Depuis plusieurs années, les cases en tôle disparaissent sous la pression des bulldozers, les chantiers métamorphosent le paysage d’Angondjé – autrefois délaissé car trop éloigné du centre névralgique de la capitale. Certains de ses quartiers résidentiels ont déjà adopté le nom des entreprises de BTP chargées de les réaliser, comme la cité Entraco (société gabonaise). Le développement de la ville nouvelle s’est accéléré avec l’organisation de la Coupe d’Afrique des nations en 2012. Tout autour du stade de l’Amitié-Sino-Gabonaise, construit pour l’événement, des routes ont été tracées et de coquettes villas bâties. Fin 2012, un centre hospitalo-universitaire (CHU) ultramoderne a ouvert ses portes. Conçu selon les normes internationales, il compte environ 170 lits et abrite un institut de cancérologie.
Des préfabriqués adaptés au terrain marécageux
Depuis les jardins de l’hôpital, les patients ont désormais une vue plongeante sur les logements sociaux, dont la livraison a été maintes fois repoussée. En mai 2012, Henri Ohayon, alors directeur de l’ANGT, annonçait que les 1 000 premières unités seraient achevées en décembre de la même année. C’était sans compter la vingtaine de familles « squatteuses » auxquelles se sont heurtés les ouvriers. « On a dû négocier leur départ pendant des mois », raconte un responsable de l’ANGT, assurant que tous ces « habitants informels » ont été relogés. Puis il a fallu assainir et viabiliser les terrains.
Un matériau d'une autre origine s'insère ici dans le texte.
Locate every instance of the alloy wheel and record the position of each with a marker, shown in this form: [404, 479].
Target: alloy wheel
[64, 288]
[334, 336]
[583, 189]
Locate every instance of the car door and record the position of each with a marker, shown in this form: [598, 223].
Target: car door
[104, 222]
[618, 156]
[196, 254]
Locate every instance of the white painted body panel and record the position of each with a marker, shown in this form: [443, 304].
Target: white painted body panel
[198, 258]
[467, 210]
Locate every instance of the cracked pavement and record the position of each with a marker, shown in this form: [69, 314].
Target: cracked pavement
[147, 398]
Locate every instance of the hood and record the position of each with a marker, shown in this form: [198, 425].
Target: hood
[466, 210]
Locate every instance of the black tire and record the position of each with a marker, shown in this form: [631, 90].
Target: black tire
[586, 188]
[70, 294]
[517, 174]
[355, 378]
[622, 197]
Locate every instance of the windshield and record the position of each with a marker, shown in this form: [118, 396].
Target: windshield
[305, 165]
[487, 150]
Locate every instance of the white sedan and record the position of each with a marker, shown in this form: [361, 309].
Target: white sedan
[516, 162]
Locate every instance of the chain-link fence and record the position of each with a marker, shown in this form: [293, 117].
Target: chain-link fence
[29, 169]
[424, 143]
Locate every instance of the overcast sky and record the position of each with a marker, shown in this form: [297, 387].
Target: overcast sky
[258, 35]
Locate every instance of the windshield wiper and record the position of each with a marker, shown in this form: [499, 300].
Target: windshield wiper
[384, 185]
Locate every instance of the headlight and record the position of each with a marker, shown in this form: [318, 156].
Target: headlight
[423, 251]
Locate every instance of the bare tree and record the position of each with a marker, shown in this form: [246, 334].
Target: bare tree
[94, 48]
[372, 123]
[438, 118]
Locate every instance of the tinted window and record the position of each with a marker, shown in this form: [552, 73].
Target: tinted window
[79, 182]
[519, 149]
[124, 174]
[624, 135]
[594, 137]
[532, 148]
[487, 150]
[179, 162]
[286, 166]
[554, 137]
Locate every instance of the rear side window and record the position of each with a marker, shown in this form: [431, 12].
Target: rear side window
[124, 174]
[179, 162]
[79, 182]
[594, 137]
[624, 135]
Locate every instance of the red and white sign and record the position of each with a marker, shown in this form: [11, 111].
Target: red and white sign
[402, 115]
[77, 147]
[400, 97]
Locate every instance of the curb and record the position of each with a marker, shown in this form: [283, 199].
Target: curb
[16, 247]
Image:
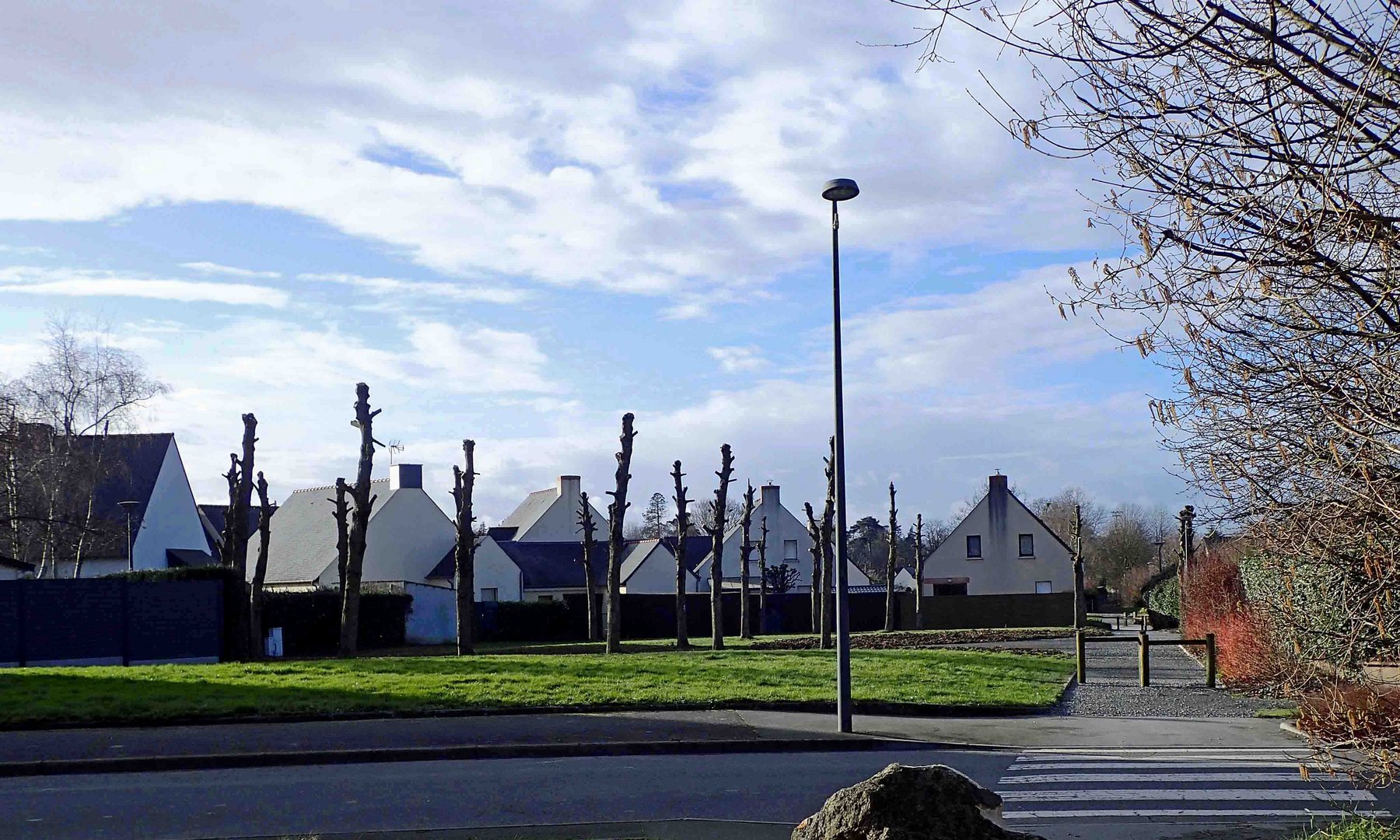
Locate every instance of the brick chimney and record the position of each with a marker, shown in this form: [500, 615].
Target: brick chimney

Pour que la première tranche de logements sociaux soit terminée avant la fin de l’année, l’agence a opté dans un premier temps pour des préfabriqués, réalisés rapidement à des coûts modérés. Les chantiers ont été confiés à des entreprises turques spécialisées, dont Dorce et Afrika Rönesans, qui ont dû satisfaire à des exigences particulières dans la conception et le choix des matériaux, afin que les préfabriqués soient adaptés au terrain marécageux et au climat.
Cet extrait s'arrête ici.